Hue lifestyle seems a lot more chilled out, with less people and bigger streets than the chaotic mazes of lanes in the old quarter of Hanoi. We wandered the night market full of Chinese plastic crap, and ate at a recommended restaurant before an early night. Being woken before 7am takes its toll on me, and traveling with Dad, who usually rises around 4am, is definitely challenging.


A bright blue morning took us to Perfume River for a loud boat trip to a pagoda, where photos were taken before sweatily getting into the air-conditioned car and driven to a tomb site. The mausoleum was quite like many temple grounds you see in Asia. As was the next one we visited. I enjoyed the beauty of lotus ponds, and spotting butterflies and geckos around the place. My favourite part of tripping around each of these touristy places is admiring the glazed pottery used in roof tiles, and the mosaic in and around each place depicting pictures of dragons and Chinese symbols of longevity.


After the exhaustingly hot stops here and there we opted to go back to the hotel to relax a bit. Instead we ended up having a quick swim in the pool and hopping out to take a bike-tuk ride to the big Dong Ba Markets across the bridge. Here, we were hounded by the shop-owners, to the point of complete frazzeldness! I got ripped off! My calculations between Vietnamese Dong to USD to NZD was way off and we spent quite a bit on presents for family and bits and pieces of general stuff. No worries, we headed back to the hotel to find a Trip Advisor recommendation for dinner.

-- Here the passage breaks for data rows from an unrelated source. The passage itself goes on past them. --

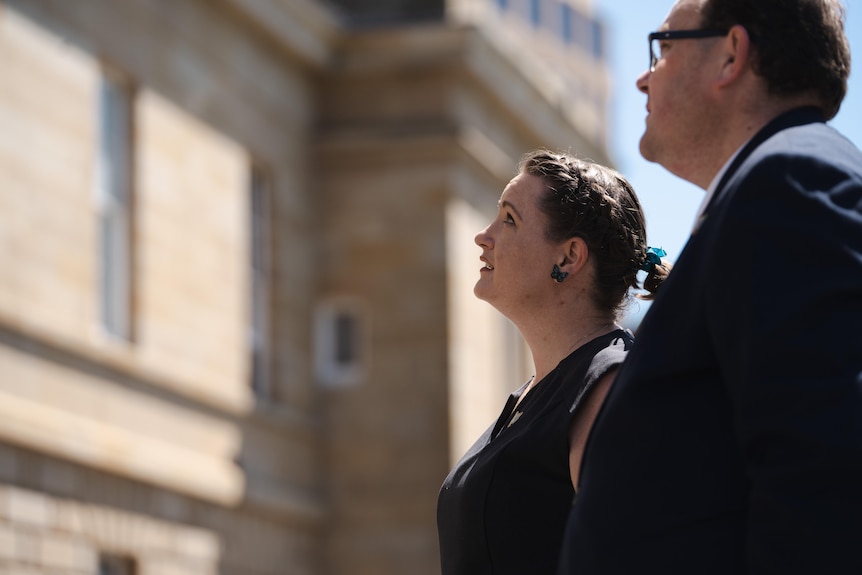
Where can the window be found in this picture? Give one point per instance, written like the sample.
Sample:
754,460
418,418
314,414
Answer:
260,237
116,565
114,205
340,342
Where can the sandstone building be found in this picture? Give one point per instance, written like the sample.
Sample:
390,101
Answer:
237,330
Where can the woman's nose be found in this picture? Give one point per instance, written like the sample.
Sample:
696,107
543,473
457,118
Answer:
483,238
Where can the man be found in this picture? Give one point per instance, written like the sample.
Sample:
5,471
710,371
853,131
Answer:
731,441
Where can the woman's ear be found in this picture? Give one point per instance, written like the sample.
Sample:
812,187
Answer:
575,255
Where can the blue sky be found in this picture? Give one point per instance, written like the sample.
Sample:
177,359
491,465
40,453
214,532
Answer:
670,203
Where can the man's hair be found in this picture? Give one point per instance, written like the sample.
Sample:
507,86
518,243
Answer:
799,46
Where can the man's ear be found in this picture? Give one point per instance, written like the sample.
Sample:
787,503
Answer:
735,51
575,255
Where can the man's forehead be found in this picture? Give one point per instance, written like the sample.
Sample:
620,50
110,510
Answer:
685,14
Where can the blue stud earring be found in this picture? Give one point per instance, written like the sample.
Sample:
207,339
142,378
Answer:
558,274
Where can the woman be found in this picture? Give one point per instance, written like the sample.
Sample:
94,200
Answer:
560,257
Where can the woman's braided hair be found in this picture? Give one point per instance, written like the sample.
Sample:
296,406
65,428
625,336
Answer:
595,203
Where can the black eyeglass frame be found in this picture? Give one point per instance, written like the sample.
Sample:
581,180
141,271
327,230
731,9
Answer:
679,35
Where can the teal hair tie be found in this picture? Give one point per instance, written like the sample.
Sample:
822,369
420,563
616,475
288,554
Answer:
653,259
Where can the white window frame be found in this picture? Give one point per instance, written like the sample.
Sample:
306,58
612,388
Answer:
260,225
114,205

Off down the street, not far from our hotel but down a few small alleys, we hit on Nina’s café, number 3 on TA. A family run restaurant, with smiley people serving the food and drinks, in a shack-like outdoor setting of red plastic chairs and things hanging everywhere, we ate a delicious meal mostly recommended to us by the waitress. Music was old school and we enjoyed the atmosphere and dinner so much, we dragged ourselves back to the hotel for another early eve.